It’s been a while since I’ve posted a postcard. Life in the present has taken over. But I’m settled back at home now, and ready to reminisce again. I’ve outlined the background to my backpacking trip through Syria and Jordan in 2000-2001 here.
31 December, 2001
Despite logistical qualms, the journey from Damascus to Palmyra is easy. When I look uncertain at the bus station, a crowd swells around me and I’m ushered to the ticket office. The bus outside says “Palmira” in English, not the elegant and mysterious snuggles of Arabic that I am expecting. I choose a seat, on the wrong side for views as it happens. The combination of sun, dust and breath-steam makes the view pretty well invisible, although I do see one village with two camels, and a blue-green mosque. Ezekiel gives me a lift to my accommodation, the Al Afqa, in an incredibly decrepit bright red mini bus.
I eat a late breakfast of olives, boiled egg, and apricot conserve full of whole apricots, accompanied by English pop music, chirruping caged birds, sunshine, and fellow travellers who make comments about my age. I am enticed by a ruined castle on a hill, which proves to be a sultan’s fortress, Qala-at ibn Maan. I arrive at the entrance, and hesitate. If I want to go in I’ve got to walk over a drawbridge, high above the moat, and I don’t like heights. Mahomet, no older than 10, bails me up to sell me postcards. He says “How come I’m young and I can speak English, and you’re old and you can’t speak Arabic?” Not the first, or last, time I’m shamed by only having one language. I brave the drawbridge and I’m waylaid again, this time by the guard who sits me down to a small glass of very sweet tea.
Eventually I’m free to roam around the ruins, hugging the wall to climb as high as I can. I sit amongst turrets with views out to the ineffable barrenness of the hills and down over villages. I’m enjoying the ease of solitude after the tenseness of being with people whose language I don’t speak. Then I’m interrupted by Gehad and his mates, who take my photo and write what I assume to be an address in my notebook. A man with a broom comes to sweep cigarette butts into the moat, and tells me “Kasheesh” with mime and laughter. I think he’s saying “broom” and later realise he’s probably asking for a tip. The next day I see him in the museum and he greets me like an old friend.
I sit quietly and contemplatively, moving with the sun, until the sunset crowds begin to arrive. On Mahomet’s advice I don’t return the way I came but down a narrow track he swears is “flat”. I find it quite steep, and scree as well. However I make it down, slowly and on my backside, feeling proud when I reach the bitumen – until suddenly I trip and I’m flat on my face.

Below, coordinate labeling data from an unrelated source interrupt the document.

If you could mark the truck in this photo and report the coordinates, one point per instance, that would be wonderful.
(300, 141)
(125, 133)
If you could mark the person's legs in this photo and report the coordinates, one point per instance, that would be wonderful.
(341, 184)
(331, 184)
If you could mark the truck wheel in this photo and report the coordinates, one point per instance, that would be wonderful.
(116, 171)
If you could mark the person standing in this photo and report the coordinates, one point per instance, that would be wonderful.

Is this what he meant by flat?
Back at the hotel, there’s an almighty hammering: it sounds as if 2001 will be ushered in anything but quietly.

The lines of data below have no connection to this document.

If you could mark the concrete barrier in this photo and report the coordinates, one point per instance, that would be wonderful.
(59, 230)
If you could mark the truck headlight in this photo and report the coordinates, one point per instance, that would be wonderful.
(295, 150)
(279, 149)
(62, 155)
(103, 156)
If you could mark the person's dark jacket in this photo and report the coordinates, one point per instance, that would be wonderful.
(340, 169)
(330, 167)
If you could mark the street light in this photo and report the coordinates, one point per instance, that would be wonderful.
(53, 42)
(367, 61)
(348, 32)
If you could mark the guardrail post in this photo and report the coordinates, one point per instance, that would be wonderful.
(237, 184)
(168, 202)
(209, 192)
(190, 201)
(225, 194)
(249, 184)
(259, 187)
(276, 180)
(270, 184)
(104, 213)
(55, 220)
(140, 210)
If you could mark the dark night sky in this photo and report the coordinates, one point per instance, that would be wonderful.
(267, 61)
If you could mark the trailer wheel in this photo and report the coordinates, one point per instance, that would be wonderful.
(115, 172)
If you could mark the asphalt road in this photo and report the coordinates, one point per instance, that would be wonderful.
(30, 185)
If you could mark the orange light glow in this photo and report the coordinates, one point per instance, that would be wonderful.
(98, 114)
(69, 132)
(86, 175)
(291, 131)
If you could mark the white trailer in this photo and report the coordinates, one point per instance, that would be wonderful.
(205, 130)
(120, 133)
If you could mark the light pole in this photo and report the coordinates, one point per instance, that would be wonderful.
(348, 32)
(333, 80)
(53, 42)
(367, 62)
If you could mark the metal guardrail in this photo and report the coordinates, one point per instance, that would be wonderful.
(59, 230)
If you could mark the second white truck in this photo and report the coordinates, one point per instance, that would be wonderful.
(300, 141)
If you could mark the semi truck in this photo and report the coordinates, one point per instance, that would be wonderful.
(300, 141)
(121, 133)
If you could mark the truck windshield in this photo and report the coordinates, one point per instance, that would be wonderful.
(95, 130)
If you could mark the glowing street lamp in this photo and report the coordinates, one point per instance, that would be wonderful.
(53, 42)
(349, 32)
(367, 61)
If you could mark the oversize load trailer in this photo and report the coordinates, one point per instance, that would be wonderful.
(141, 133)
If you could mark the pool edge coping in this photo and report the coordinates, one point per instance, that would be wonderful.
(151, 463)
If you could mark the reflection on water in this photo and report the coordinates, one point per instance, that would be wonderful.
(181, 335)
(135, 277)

That was then. This is now, an update thanks to Wikipedia. I hesitate to be the tourist in the middle of current devastation in Syria.

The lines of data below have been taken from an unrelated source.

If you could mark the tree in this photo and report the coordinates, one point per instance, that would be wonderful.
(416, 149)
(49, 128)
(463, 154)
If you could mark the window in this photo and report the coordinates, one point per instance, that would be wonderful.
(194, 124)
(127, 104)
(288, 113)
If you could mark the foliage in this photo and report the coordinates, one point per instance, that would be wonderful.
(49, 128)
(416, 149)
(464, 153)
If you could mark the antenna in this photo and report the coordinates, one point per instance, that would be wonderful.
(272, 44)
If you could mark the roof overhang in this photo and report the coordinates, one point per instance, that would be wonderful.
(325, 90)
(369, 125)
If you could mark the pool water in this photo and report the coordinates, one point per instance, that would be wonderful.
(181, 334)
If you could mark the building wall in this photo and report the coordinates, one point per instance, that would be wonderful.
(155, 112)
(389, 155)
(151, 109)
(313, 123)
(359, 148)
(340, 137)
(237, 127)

“The historic site in 2013 was placed on the list of World Heritage Sites in Danger due to the ongoing Syrian Civil War. The castle was captured by the Islamic State of Iraq and the Levant during the Palmyra offensive in May 2015. It was recaptured by Syrian government forces in another offensive in March 2016. Retreating ISIS fighters blew up parts of the castle, including the stairway leading to the entrance, causing extensive damage. The basic structure is still intact, and Syrian director of antiquities Maamoun Abdelkarim stated that the damage is reparable and the castle is to be restored. The castle was captured by ISIL once again in December 2016.” In March 2017 it was in the hands of the Russians.